A lifetime in retrospect…
I love Luigi. There’s some powerful man-love that exists between myself and he, the eternal second banana of the Mario Brothers series. Forever, he’s cursed; never to be the household name that his brother is just because his mama had a little more creativity with his name. Mario Mario…ridiculous.
But it occurred to me the other day, after a rousing game of Smash Brothers Brawl on the web (the service has gotten better, as time has gone by), that Luigi has changed drastically over the years. It was after Luigi did his final smash dance-trance-thingy that I remarked to myself "Oh, Luigi, you awesomely silly bitch. You’ve always been that way." But no, I realized, he hasn’t. Luigi has really only become the bizarre, almost neurotic Mario Brother recently, but somehow we, as a game society, have retroactively placed this stigma upon him, perhaps because his old character was blank. I went back over his history and thought I’d put some highlights here for you.
First appearrance, second for his brother, was in Mario Brothers in the Atari era. At the time, Luigi was nothing more than a carbon copy (or literally, a palette swap) for his brother Mario. He had no personality of his own. Of course, in Donkey Kong, Mario was listed as a carpenter, not a plumber, so I like to think that Luigi was already established in the field and brought in his struggling brother…but I digress. Luigi = a nobody at this point.
This remained true in Super Mario Brothers, where Luigi again was just a palette swap for Mario. But I did dig him and his green hair (very punk!) and would often start a two player game at home, and maliciously kill Mario, just to get the opportunity to play as Luigi. But I look back at the arcade Mario players, and realize a lot of them didn’t even know Luigi’s name at the time. He was just ‘the green guy’.
It was in Super Mario Brothers 2 that Luigi first exhibited hints of his own character. In both the US and Japan versions, drastically different games, Luigi was taller and leaner, and a better jumper, but harder to control. He was an interesting alternative to his brother. It seemed Luigi’s time had come, but not so, as in the third series installment, Luigi was again just a re-colored Mario. Despite attempts in the Super Mario World Cartoon to give Luigi his own character and background, the game itself once again made him a color swap for Mario, and even took away his grand character moment, discovering Yoshi, and gave it to Mario.

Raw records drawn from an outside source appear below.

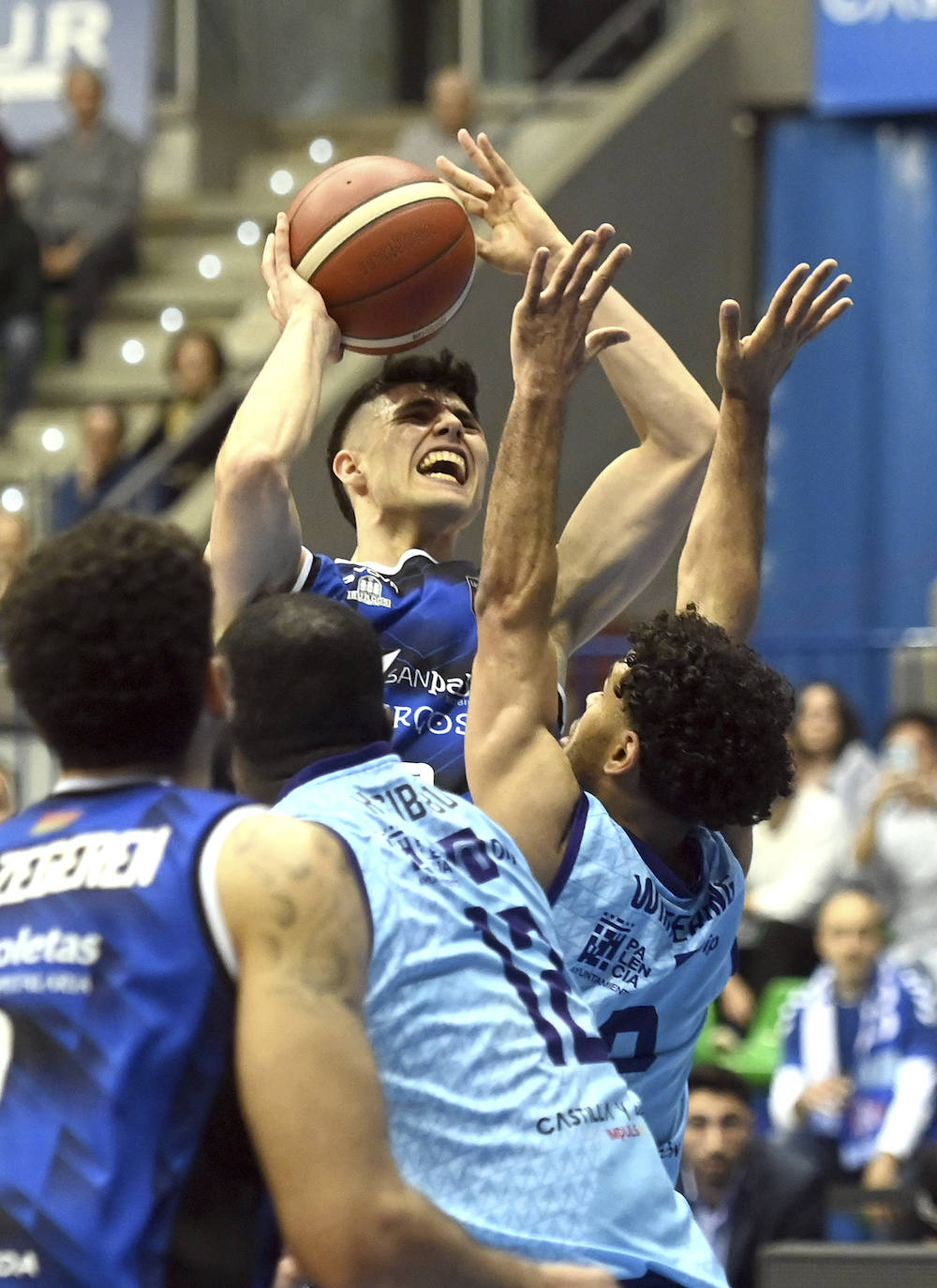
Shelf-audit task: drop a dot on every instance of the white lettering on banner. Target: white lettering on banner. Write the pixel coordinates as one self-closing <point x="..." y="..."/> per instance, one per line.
<point x="18" y="1265"/>
<point x="35" y="54"/>
<point x="847" y="13"/>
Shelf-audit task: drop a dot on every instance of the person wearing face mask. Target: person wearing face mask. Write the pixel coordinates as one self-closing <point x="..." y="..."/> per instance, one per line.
<point x="898" y="841"/>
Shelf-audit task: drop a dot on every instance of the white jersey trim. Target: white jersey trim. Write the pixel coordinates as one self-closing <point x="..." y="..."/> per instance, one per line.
<point x="207" y="884"/>
<point x="388" y="568"/>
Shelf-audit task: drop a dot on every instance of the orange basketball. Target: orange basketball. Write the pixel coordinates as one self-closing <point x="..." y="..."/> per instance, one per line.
<point x="389" y="247"/>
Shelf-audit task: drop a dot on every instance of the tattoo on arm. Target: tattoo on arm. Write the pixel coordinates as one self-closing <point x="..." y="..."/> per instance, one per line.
<point x="303" y="917"/>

And then…nothing. What happened to Luigi after this? Its true, we had Mario is Missing, but Luigi himself would disappear shortly after that misbegotten title. Mario 64? He was nowhere to be seen. According to Nintendo programmers, they just didn’t have the time to program him in. No time to spare? For the co-star during all those prior adventures? Its too horrible…
Luigi would only appear briefly in Paper Mario, also, seemingly too lazy to join the adventure. Luigi would drop in on the Mario Party and various Mario sports games, but often just as a taller Mario. It seemed that Luigi was forever doomed to just be a shadow of Mario…or perhaps even a relic of the 8-bit era, relegated to guest spots and an eventual sting on The Surreal Life.
But that all changed with the coming of the Gamecube, for it wasn’t Mario who had a launch title this time, it was Luigi. His time had come in a little game known as Luigi’s Mansion. Of course, Luigi didn’t come off as the high jumping power house we had expected him to be. Rather, he was cowardly, paranoid, and he humped furniture. Luigi humping the furniture , its right there.
And this would continue. Luigi was his own man, but what a bizarre man he was. His voice had become higher, and shriller. He now had an implied romance with Daisy (who, herself, seems to have developed some sort of Manic personality disorder recently), but also had a tendency to fight with his eyes shut in Smash Brothers, steal Mario’s snacks in the Mario and Luigi RPG series, or put people to sleep with a dance. If you unlock Luigi’s Final Smash Trophy in Smash Bros, you’ll learn a tidbit about the ‘darkness in his heart’ from being in his brother’s shadow.
For me, the final clincher of Luigi’s personality came in Super Mario Galaxy, where he tries to help you as you save the stars from Bowser’s evil clutches. But, invariably, Luigi needs you to come save him from the most ridiculously simple traps; and though he does find three stars on his own, he takes a break to let Mario find the other 117, uttering a simple "Sorry" every time you talk to him in the game thereafter.
Yes, Luigi has really only been a character unto himself since the Gamecube days. Its seems so strange, because the character fits so well, its like its always been that way. And at the same time, Nintendo seems determined to make him stranger and stranger with each successive appearrance. Perhaps in another generation or two, Luigi will have developed a habit of eating babies, and we’ll think to ourselves "Ah, I remember well in Mario 2 how Luigi could jump higher and eat babies."
That’s just how our mind works. In the meantime, God bless you, Luigi, paving the way for little brothers with inferiority complexes, world over.